The "water boat" in Cambodia, now named the Dolphin, is in operation, and the water purification equipment is being used to provide safe water in the villages. With the dry season, we are learning daily how to best use the system, its limitations, what the on-going needs are, and to look ahead to complementing this system.

Target date for installing the system was January 7-10, 2010. Our installation team spent that week in Cambodia teaching the local team how to install, set up and operate the system. Two weeks later the system was delivered and the work began. By mid-February it was up and running, and the results were everything we hoped for -- pure, clean, safe drinking water.

It took a lot of planning and creative engineering to adapt the unit to the boat platform, but once in place it worked excellently. The water is pumped directly from the lake into and through the purification unit, where it is filtered and treated and the final product tested for purity. Pumping from a lower main tank into the upper distribution tank provides dwell time for the chlorination to be effective. The water is then gravity-fed to bottles that can be taken back to individual homes.

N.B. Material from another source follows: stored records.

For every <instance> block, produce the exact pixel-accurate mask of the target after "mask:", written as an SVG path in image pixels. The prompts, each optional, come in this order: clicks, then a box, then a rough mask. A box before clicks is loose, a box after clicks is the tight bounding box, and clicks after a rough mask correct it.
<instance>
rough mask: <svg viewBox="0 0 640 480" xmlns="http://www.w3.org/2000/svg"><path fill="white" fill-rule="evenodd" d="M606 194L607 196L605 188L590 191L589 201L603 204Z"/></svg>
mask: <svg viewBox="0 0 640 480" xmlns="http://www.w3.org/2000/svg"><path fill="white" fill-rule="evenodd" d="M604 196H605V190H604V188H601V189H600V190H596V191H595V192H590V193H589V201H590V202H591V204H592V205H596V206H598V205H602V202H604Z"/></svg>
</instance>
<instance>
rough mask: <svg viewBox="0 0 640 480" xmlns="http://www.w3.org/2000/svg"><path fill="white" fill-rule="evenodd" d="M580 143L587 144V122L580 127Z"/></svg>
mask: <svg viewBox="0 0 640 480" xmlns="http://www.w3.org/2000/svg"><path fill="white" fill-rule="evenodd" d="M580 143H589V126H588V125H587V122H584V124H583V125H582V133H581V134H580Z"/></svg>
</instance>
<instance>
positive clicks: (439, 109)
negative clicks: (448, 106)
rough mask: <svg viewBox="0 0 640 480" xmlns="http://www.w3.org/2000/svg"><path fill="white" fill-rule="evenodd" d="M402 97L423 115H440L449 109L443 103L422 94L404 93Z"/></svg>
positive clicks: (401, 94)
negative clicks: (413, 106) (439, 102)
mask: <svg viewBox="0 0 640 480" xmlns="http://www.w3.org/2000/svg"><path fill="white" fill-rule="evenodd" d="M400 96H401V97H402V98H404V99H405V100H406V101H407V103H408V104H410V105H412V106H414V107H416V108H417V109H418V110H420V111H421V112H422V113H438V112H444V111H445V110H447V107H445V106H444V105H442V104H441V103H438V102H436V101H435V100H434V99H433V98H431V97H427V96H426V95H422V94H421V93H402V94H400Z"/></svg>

The unit is powered by a 480-watt solar array set atop the boat, making the unit fully mobile and able to provide water in remote villages accessible only by boat. This also makes a much greener footprint as it eliminates the use of diesel fuel to power the pumps and generates no additional noise pollution on the lake.
This project was a truly cooperative endeavor. Without the technical expertise and assistance of Water Missions International (WMI), local volunteers (Wayne Johnson, Mike Phipps and Rick Holliman) who did the planning and instruction, and the wonderful donors who provided the funding, this would not have happened.